Zarejestrowany: Jan 2008
Posty: 93
Domyślnie

"Tiko nie umiesz to się naucz!!!!! ....Może na początek opieka nad dziećmi lub starszymi ,wyjazd za granice ,nie wiem chociażby ta kwiaciarnia -ale to wymaga nakładów."

Małgorzato , moja imienniczko....nie rozumiesz...jeździłam 4 lata do N jako opiekunka...ciężki to chleb, w poniżeniu i tęsknocie. Rekami i nogami będę się bronic, by tam nie wracać. Nauczyłam sie tylko trochę niemieckiego i napatrzyłam, że starość, ta niedołężna, jest okropieństwem, przekleństwem...dlatego tak walczę teraz z oznakami tego u siebie.
Zrobilam licencjat w wieku 43 lat...Edukacja informatyczna. W wieku 48- nauczylam sie niemieckiego od zera-całkowicie sama bez zadnego kursu..nie sądź, ze mi sie nie chce.. Ja naprawde nie mam juz motywacji, bo tak wiele razy próbowałam od nowa życie układać, Jestem zmęczona....Nie użalam sie , ale kto nie zna wszystkich okoliczności- nie zrozumie. Po prostu w tym wieku -nie chca nas. Nawet na kasjerkę na sezon! Woleli emerytkę, a ja za młoda? bo mi brakuje jeszcze 7 lat do 30-tu? A do biura? Po sześciu latach śmierci zawodowej trzeba było od nowa uczyć sie nawet trzymania długopisu. Może więc za wolna jestem? zbyt wiele przeoczeń?...nie pasuje do mlodego zespołu? ktory szybko, szybko, ale byle jak. Do kliki, która nie dopuści do swego grona nowego, bo może za głośno by sie "dziwił", że oni maja tyle korzyści poza płacowych z tej firmy, która nie jest przecież ich własnością, boją osoby, która coraz bardziej widzi jak to ich "zapracowanie" to czyste pozoranctwo. Typowe. No i w końcu zrobiłam to czego potrzebowali, to teraz won.!! Posprzątałam bałagan, który groził poważnymi kłopotami w razie kontroli, wyprowadziłam na prostą więc do czego im teraz? ...a sio, babo naiwna ze popracujesz spokojnie do emeryturki.
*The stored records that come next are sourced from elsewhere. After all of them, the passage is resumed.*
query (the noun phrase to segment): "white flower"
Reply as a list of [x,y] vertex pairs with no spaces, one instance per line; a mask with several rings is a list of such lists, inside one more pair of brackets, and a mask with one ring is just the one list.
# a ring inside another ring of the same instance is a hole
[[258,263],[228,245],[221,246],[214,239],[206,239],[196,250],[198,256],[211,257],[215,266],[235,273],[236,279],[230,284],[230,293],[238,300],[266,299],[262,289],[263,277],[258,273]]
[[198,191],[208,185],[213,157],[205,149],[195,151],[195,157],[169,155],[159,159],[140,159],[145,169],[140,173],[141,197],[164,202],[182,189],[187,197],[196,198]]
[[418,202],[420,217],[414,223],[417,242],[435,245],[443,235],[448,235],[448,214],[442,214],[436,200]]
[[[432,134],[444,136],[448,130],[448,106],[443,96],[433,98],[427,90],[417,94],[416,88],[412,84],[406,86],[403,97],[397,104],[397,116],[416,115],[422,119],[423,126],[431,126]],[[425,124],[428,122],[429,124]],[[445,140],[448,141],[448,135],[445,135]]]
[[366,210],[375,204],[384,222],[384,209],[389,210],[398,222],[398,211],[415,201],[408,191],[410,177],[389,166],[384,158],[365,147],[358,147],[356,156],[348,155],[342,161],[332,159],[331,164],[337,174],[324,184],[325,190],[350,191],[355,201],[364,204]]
Myślę, ze jedyna szansą teraz moze byc sklepik, na początek netowy , dla zdobycia jakiegoś doświadczenia, potem malutki prawdziwy, mam ciut kasy , zaryzykuje. Nie znam sie na tym az tak wiele, ale jesli na wlasny r-k - to może wystarczy. Zmierze sie z tym. W necie jest kopalnia wiadomości na ten temat. A z kasa też miałam troche do czynienia.
Nie będzie sie nade mną już nikt wytrząsał, żaden młodociany szef który sam nie wie czego chce, nie potrafi tego przekazać, i nie szanuje pracownika. Boli mnie ta ostatnia porażka, a jestem pewna, ze w tym wszystkim nie było mojej winy. Nawiasem chętnie zapytałabym jakiejś księgowej, fachowca od księgowości finansowej. Może któraś z pan odpowie na moje pytania??? , ale na pryw, tu szkoda nudzić.